Published on January 12th, 2012 | by James Johnson2
Milky Way Galaxy Is Home To Massive Number Of Planets
It was only several decades ago that astronomers believed that planets orbited other stars but they had no direct evidence of that assumption, fast forward 20 years later and scientists now believe the Milky Way Galaxy not only has star orbiting planets, but the number of them could be massive.
According to Kailash Sahu of the Space Telescope Science Institute in Baltimore, Maryland, co-author of a new study publishing in the Jan. 11 Nature:
“We find that, on average, every star has a planet, and since there are at least 100 billion stars, there are at least 100 billion planets.”
Sahu and his fellow researchers used a process known as gravitational microlensing to determine the probability of a planet orbiting a sun. Under Einstein’s Theory of Relativity a massive object bends the very fabric of space-time and therefore even the relatively small mass of a planet would be enough to curve space-time and create a “lens” that researchers could find. By passing in front of a star an exoplanet bends light, causing a brightening of the star’s own light output.

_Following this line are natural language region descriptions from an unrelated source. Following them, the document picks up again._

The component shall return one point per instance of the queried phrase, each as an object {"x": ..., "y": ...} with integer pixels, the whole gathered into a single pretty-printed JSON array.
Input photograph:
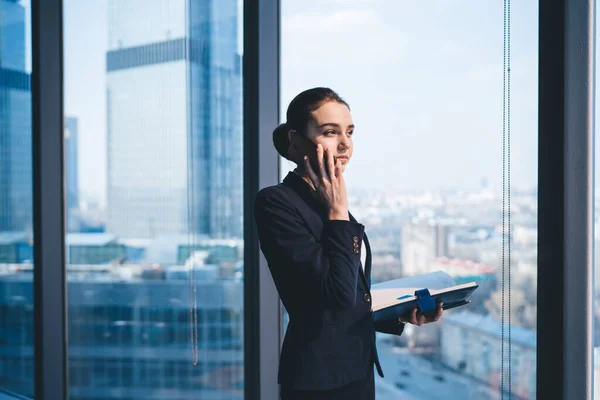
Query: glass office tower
[{"x": 174, "y": 119}]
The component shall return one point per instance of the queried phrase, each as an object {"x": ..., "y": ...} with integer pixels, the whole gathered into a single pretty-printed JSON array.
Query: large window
[
  {"x": 596, "y": 258},
  {"x": 425, "y": 85},
  {"x": 153, "y": 173},
  {"x": 16, "y": 202}
]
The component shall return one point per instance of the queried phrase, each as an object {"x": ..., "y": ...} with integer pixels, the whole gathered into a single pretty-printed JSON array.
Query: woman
[{"x": 320, "y": 258}]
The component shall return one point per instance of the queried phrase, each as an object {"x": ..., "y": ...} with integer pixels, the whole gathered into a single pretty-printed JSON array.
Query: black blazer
[{"x": 316, "y": 267}]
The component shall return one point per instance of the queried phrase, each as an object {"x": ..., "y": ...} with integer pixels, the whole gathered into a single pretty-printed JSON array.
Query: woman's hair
[{"x": 299, "y": 113}]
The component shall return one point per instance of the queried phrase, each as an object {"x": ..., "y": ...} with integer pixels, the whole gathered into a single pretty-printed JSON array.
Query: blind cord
[{"x": 506, "y": 212}]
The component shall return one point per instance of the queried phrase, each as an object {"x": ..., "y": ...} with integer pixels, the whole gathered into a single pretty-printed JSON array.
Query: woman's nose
[{"x": 344, "y": 142}]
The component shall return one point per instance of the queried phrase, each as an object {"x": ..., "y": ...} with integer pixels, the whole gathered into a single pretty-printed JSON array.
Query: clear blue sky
[{"x": 424, "y": 80}]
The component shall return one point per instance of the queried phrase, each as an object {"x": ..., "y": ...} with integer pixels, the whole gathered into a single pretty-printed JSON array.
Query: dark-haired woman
[{"x": 320, "y": 258}]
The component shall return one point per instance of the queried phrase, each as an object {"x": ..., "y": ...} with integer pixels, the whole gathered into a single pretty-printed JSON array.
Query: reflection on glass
[
  {"x": 153, "y": 132},
  {"x": 596, "y": 299},
  {"x": 16, "y": 203},
  {"x": 424, "y": 84}
]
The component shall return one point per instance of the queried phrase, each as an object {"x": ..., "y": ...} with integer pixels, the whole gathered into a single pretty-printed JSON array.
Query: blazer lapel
[
  {"x": 365, "y": 273},
  {"x": 305, "y": 191}
]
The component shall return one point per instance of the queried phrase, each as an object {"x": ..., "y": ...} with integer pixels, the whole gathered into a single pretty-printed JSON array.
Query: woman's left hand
[{"x": 415, "y": 317}]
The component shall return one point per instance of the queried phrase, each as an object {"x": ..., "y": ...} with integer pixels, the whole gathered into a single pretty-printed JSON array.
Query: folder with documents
[{"x": 395, "y": 298}]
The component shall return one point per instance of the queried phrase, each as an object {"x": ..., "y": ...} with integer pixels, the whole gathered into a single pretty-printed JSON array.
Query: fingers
[
  {"x": 321, "y": 160},
  {"x": 311, "y": 174},
  {"x": 418, "y": 318},
  {"x": 338, "y": 168},
  {"x": 330, "y": 164}
]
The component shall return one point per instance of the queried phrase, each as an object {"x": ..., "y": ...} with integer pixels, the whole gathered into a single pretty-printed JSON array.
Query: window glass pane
[
  {"x": 16, "y": 201},
  {"x": 153, "y": 149},
  {"x": 596, "y": 299},
  {"x": 425, "y": 87}
]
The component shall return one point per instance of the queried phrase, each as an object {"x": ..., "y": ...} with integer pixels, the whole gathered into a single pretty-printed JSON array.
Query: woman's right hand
[{"x": 329, "y": 183}]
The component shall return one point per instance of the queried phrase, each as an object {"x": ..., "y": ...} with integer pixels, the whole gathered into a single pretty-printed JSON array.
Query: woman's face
[{"x": 330, "y": 126}]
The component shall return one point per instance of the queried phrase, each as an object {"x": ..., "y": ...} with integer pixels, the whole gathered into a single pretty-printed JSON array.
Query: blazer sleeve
[
  {"x": 390, "y": 326},
  {"x": 327, "y": 268}
]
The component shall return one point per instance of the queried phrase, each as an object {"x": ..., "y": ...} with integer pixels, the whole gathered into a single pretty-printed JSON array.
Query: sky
[{"x": 423, "y": 79}]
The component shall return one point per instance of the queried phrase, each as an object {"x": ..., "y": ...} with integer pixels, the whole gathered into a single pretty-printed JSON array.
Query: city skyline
[
  {"x": 83, "y": 58},
  {"x": 174, "y": 119}
]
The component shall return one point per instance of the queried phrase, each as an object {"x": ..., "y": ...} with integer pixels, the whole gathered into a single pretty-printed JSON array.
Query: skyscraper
[
  {"x": 174, "y": 118},
  {"x": 15, "y": 122}
]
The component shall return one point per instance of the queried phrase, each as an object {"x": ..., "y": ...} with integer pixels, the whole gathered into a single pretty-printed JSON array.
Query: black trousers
[{"x": 363, "y": 389}]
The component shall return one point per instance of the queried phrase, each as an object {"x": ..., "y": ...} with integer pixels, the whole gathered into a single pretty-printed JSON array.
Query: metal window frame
[
  {"x": 50, "y": 288},
  {"x": 262, "y": 309},
  {"x": 565, "y": 199}
]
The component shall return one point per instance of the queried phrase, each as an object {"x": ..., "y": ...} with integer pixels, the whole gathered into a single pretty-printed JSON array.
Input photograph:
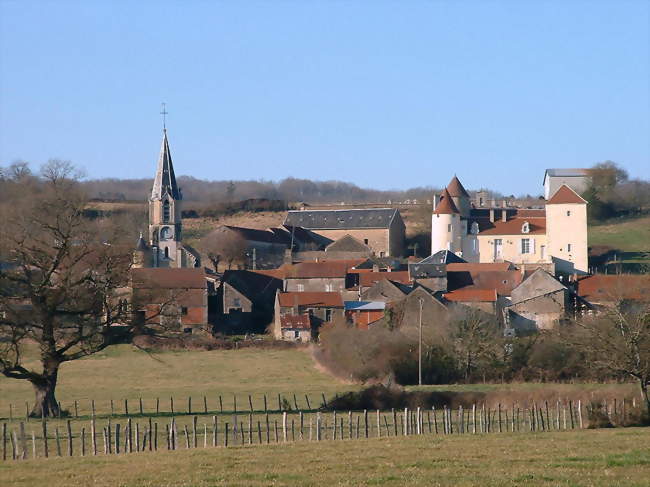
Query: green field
[
  {"x": 584, "y": 458},
  {"x": 632, "y": 235},
  {"x": 125, "y": 372}
]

Because microlensing allows astronomers to look at a large sample of stars for exoplanets it is able to discover planets with many different masses and find the distances from their star.
Looking through more than 30 different microlensing events the team found that three extrasolar planets caused a lensing effect. Because scientists known that a certain percentage of planets are missed via the lensing process Sahu’s team was then able to com e up with a likely estimate for the number of exoplanets in the galaxy.
So what did they find? According to Sahu:
“We think about one-sixth of stars should have a Jupiter-like planet, half have a Neptune-sized planet, and two-thirds should have an Earth.”
Since researchers believe there are at least 100 billion stars in the Milky Way Galaxy that would mean there are also nearly 66 billion other planets.
While the research is obviously far from complete and relies on general percentage statistics it does show us that our understanding of the Milky Way Galaxy and it’s vast network of stars and planets still leaves plenty to be determined.